Kawasaki World banner
1,821 - 1,840 of 1,870 Posts
Another thought on my next service;

I haven't ridden the bike for a few months now due to surgery, and not likely to till the end of the year at the earliest.
I have the bike on a trickle charger, and have been starting it every couple of weeks, until the last month or so when it refuses to start up. It turns over but does not "catch" and spark up to start. It certainly fills up with fuel as I can see it pumping out the exhaust as it's trying to start, with the occasional pop/bang as it sparks once.

I'm not looking forward to checking out the stator and electrical system again, as this bike, my second A1, that I got in '09 at 17,000kms, has gone through 3 stator rebuild/renewals! It just seems to eat them up! My first A1 had done over 94,000 kms and only had the oil wicking up to the reg/rec connector. Those of you who have been on here long enough will know the posts I've done over the years to the sticky threads on the stator issue etc.

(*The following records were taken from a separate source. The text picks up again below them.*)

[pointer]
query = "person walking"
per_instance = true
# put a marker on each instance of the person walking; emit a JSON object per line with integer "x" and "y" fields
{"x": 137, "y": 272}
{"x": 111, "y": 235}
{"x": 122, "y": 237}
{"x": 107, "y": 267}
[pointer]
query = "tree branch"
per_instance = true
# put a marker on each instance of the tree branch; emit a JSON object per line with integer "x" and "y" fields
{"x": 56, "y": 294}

Seems like I've just got a special one with this A1! I've learnt a lot about the electrical system on the 12 over the years due to these problems, and promptly forgotten most of it, Ha! (consumption of a few brown frothy sherbets may have helped...)
 
I have an Optimate 3 which I used to leave plugged in, but I don't think it does the battery any good long term, so went for the optimate 4 which charges, monitors, and occasionally puts a load on the battery to help keep it in a good condition, and I'm happy to leave that one plugged in all the time.

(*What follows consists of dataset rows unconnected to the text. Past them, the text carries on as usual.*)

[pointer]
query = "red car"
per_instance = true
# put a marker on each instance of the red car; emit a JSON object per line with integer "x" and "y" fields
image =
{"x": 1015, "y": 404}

Went for a quick ride over to Squire cafe to check the bike out, at about 85mph the engine feels so smooth it's like having the clutch pulled in and coasting along.
It sounds different too, but I don't know if all that was down to it being a windy day. It will pull away from junctions without any throttle now, and tics over nicely at 1k and will tic over down to 600rpm before stalling out.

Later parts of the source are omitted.